I hope it's okay to bump this, but I collected the info here and put it in a document that looks vaguely like the original SoY docs that Clinton released.  I don't know anything about CSS, or the program he used to convery the original original, but it seems to look okay.  I used the Creative Commons license from earlier documents as well and included it in the header, and I assume that's all I need to do.

My original site is cleaned up (read: functional) as well, so the other two documents, the 'Book 1' and 'Book 2' (system and setting) for the revised edition are in that directory as well.
Eero Tuovinen
Acts of Evil Playtesters

Posts: 2591

« Reply #3 on: March 12, 2007, 01:35:03 AM »

Ah, I don't know how I missed this one the first time around.

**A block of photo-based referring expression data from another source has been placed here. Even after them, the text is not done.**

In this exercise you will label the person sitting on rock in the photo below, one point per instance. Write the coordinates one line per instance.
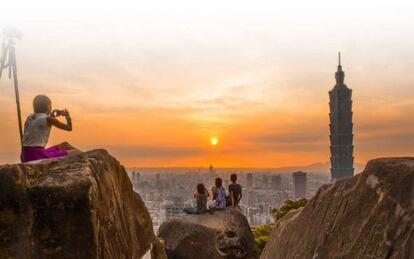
(37, 130)
(201, 200)
(219, 195)
(235, 191)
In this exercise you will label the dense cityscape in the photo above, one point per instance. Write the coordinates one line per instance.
(166, 191)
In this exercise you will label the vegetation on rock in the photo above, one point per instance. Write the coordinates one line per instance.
(262, 232)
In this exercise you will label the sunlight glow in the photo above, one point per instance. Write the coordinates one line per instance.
(214, 141)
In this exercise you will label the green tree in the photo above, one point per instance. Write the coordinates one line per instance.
(262, 232)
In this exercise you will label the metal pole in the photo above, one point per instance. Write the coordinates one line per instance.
(16, 89)
(13, 67)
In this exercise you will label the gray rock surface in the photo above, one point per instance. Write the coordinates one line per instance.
(226, 234)
(79, 206)
(370, 215)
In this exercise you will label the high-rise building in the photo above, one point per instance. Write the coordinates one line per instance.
(211, 170)
(276, 182)
(249, 180)
(341, 127)
(299, 183)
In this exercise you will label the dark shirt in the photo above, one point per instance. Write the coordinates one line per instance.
(236, 189)
(201, 202)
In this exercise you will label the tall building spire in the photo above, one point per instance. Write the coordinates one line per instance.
(341, 127)
(339, 75)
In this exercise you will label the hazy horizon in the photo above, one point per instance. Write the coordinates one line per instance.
(154, 82)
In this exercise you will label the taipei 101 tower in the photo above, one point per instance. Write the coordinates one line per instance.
(341, 126)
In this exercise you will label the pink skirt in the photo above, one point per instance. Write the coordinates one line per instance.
(37, 153)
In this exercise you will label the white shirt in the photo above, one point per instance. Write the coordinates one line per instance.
(36, 131)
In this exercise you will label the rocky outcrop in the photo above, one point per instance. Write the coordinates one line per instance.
(226, 234)
(79, 206)
(370, 215)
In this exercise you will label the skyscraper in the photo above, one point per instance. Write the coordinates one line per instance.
(276, 182)
(299, 183)
(341, 126)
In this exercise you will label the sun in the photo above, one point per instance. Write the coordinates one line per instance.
(214, 141)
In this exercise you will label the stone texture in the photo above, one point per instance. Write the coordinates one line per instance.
(370, 215)
(79, 206)
(226, 234)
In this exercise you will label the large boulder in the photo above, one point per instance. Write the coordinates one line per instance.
(226, 234)
(79, 206)
(370, 215)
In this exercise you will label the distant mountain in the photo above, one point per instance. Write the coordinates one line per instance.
(320, 168)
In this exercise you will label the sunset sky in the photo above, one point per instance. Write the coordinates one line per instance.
(154, 81)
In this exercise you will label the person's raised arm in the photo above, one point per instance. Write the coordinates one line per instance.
(52, 121)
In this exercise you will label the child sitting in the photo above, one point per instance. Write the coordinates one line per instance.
(37, 130)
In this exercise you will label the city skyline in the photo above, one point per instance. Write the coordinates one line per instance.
(156, 92)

A point about the mechanics:

Secret of the Expletive (Word) claims that zu is usually used with Reason, when the Pool used actually depends on the manner of use. Two suggestions for fixing it:

Secret of the Expletive
The Ability of Zu(R) is now Zu(I) for this character.

Secret of the Expletive (Word)
The character pays all costs for using the chosen Zu syllable from Instinct. Additionally, Zu(R) is considered an Instinct Ability for rolls related to using the chosen syllable.

Which one fits the purpose better is a matter of taste. I'd probably pick the first one, myself.

Blogging at Game Design is about Structure.
Publishing Zombie Cinema and Solar System at Arkenstone Publishing.

Posts: 55

« Reply #4 on: March 13, 2007, 04:35:12 AM »

I see what you mean, it wasn't clear at all.

The first option seems like it might be overpowered.  Well, actually, I guess there are two cases.  The first, where a player makes a guy and relies on Reason for rolling when using Zu, then switches over, shifting usefulness of crunchy bits around.  The second case is a player makes a character and takes it as part of his initial Advances before the game starts, and it doesn't (really) matter.

The second option seems more gradual, but then, it suddenly seems silly to spend an Advance for every word you want to use in a roll of Zu(I).

You're right, the first option is probably better, but I might add a requirement of knowing at least one Zu word.  Thanks!